C: Gage Skidmore
C: Gage Skidmore

As the White House prepares to announce its first full budget later today, as predicted the Environmental Protection Agency and other measures to protect the nation’s air, water and health, are firmly in Trump’s sights.

The Washington Post is reporting that “Trump is making good on his promise to take a sledgehammer to the agency” and that the “EPA will fare worse than any other federal agency.”

Trump and his fossil fuel cronies want to gut the Agency by reducing its spending by over 31 per cent, to $5.65 billion.

The President’s budget would also see sweeping cuts to major regional programs, including those restoring the Great Lakes, Chesapeake Bay and Puget Sound, as well as the EPA’s lead risk-reduction program.

The Post is reporting: “Dozens of other programs also would be zeroed out entirely, including funding for radon detection, lead risk reduction, projects along the U.S.-Mexico border and environmental justice initiatives. The agency would have significantly less money for enforcement of environmental crimes and for research into climate change and other issues.”

Categorical grants, which support state and efforts to reduce pollution and the Superfund clean up program would also be severely affected.

With the EPA gutted to the bone, it will be up to states to look after America’s air and water.

Ken Cook, president of the Environmental Working Group, told the Post: “This isn’t a budget — it’s a road map for the President, EPA Administrator Pruitt and polluters to see that millions of Americans drink dirtier water, breathe more polluted air and don’t have enough nutritious food to lead healthy lives

In all, Trump’s budget, entitled “A New Foundation for American Greatness,attacks the healthcare and food assistance programs targetting the poor, the vulnerable, students, and the disabled. Over $800 billion would be cut from Medicaid for the poor and over $192 billion from food stamps.

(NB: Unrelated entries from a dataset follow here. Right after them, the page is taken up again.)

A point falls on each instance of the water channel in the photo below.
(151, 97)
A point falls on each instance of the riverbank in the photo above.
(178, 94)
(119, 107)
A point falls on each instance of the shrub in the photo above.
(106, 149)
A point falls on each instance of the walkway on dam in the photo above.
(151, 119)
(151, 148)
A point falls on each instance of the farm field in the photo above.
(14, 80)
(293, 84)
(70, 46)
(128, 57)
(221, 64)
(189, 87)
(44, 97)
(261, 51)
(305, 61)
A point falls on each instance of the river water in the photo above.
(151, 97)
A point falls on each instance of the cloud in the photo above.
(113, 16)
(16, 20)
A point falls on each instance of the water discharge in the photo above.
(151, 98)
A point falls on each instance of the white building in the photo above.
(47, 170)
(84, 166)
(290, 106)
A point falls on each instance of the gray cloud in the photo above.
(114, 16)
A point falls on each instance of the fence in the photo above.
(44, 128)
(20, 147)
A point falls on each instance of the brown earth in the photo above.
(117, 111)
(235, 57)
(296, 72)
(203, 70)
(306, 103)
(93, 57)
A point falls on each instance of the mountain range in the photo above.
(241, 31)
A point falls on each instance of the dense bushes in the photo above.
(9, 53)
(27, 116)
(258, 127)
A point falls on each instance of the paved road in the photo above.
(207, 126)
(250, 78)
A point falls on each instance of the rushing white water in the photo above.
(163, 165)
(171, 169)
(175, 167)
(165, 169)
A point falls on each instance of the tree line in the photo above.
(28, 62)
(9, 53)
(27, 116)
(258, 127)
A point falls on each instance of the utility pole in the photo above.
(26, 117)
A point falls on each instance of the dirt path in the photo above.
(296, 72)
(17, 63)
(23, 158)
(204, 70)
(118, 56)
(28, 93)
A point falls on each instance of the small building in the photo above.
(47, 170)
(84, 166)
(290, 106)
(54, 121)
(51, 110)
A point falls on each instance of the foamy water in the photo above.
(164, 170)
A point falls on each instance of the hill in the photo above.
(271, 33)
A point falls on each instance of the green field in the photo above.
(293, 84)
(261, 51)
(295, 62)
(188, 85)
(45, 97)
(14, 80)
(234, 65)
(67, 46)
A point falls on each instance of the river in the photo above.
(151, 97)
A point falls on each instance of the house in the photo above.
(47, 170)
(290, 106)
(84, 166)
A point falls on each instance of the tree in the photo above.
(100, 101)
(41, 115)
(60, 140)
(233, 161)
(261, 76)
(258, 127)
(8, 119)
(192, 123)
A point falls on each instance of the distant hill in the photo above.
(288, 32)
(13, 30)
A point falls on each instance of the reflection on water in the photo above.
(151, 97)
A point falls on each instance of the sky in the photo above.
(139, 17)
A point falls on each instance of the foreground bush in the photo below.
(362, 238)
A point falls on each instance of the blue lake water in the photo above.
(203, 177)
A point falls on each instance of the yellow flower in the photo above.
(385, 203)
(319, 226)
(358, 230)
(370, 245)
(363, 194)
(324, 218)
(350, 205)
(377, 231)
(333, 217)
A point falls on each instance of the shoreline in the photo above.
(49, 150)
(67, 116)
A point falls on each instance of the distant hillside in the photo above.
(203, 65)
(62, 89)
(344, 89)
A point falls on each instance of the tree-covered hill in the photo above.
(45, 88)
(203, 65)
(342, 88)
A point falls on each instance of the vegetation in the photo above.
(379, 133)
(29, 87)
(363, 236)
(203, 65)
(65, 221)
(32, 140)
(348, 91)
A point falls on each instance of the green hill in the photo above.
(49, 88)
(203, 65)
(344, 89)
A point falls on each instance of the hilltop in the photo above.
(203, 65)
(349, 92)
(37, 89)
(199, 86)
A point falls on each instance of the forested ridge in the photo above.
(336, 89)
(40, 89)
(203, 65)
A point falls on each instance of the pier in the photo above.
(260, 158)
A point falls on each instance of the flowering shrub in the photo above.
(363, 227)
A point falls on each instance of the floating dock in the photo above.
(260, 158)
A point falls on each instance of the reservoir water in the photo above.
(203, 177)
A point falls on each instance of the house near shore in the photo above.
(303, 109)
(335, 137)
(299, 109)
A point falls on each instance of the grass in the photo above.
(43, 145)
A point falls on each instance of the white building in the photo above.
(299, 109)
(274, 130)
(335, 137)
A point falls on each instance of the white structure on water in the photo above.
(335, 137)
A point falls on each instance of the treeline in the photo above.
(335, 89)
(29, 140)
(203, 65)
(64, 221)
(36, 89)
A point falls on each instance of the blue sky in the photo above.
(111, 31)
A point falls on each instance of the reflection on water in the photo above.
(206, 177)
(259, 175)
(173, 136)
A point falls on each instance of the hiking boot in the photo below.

People are going to starve and people are going to die, but you would not believe it by the way the Administration is spinning the news. “This is, I think, the first time in a long time that an administration has written a budget through the eyes of the people who are actually paying the taxes,” argues Mick Mulvaney, Mr. Trump’s budget director.

But the budget is written through the eyes of the oil industry.

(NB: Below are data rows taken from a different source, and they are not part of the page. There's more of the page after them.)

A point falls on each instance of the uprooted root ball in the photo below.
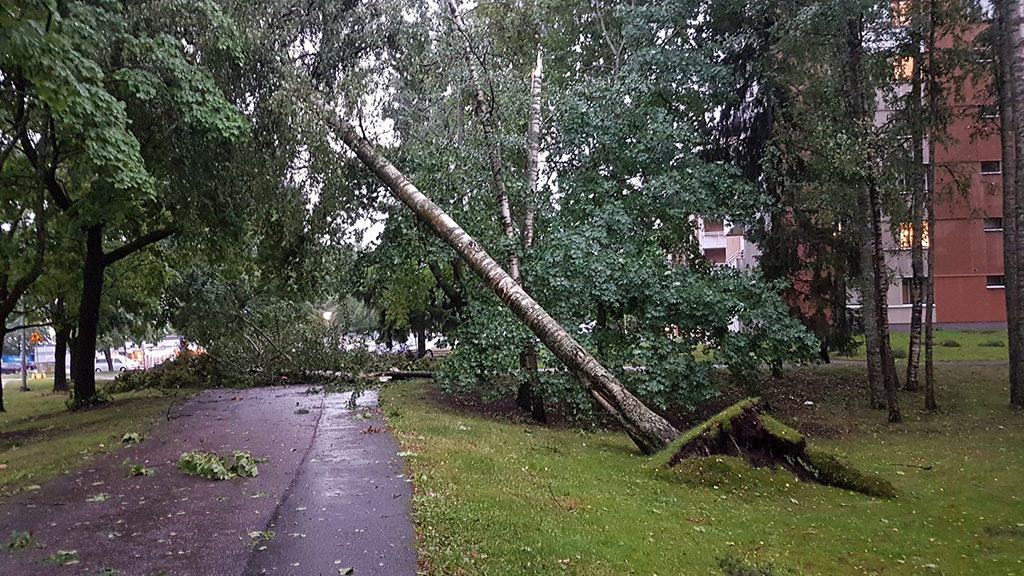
(741, 430)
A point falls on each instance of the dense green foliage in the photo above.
(615, 256)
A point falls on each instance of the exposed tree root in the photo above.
(741, 430)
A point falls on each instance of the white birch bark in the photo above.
(649, 430)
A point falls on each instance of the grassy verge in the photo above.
(503, 498)
(40, 439)
(957, 345)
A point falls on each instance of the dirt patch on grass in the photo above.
(804, 398)
(798, 398)
(742, 430)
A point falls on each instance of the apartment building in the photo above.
(968, 235)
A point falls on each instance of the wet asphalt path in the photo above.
(332, 491)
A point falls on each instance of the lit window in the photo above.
(992, 167)
(901, 12)
(906, 236)
(906, 286)
(903, 68)
(993, 224)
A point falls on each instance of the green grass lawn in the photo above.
(40, 439)
(504, 497)
(970, 345)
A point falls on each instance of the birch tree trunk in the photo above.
(485, 114)
(918, 123)
(649, 430)
(1012, 119)
(868, 297)
(930, 403)
(889, 376)
(856, 108)
(934, 92)
(527, 397)
(1011, 266)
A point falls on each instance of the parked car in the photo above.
(121, 364)
(13, 367)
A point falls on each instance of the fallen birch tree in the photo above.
(648, 430)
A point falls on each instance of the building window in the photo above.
(901, 12)
(988, 112)
(714, 225)
(903, 68)
(906, 287)
(906, 236)
(992, 167)
(993, 224)
(716, 255)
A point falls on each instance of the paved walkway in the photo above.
(332, 491)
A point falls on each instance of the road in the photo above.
(332, 492)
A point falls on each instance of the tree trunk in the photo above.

As the Times noted a couple of days ago, in relation to the EPA, Trump is trying to “fundamentally reorder the relationship between government and business. Across the federal government, lobbyists and lawyers who once battled regulations on behalf of business are now helping run the agencies they clashed with.”

But, the paper warned: “In the energy field, environmentalists, Democrats and even some in the industry fear the efforts will backfire, harming health and safety without creating much economic benefit.”

The budget will also be music to the ears of the nuclear industry: The Department of Energy will receive a huge boost to develop nuclear and nuclear weapons, whereas all other energy programs will be cut by eighteen per cent. This means programs to help low income families invest in energy efficiency will be badly hit.

But Trump may not have it all his own way.

Even Republicans are resisting the proposed radical changes. Senator John Cornyn (R-Texas) warned yesterday that Trump’s budget would be a “non-stater on Capitol Hill”.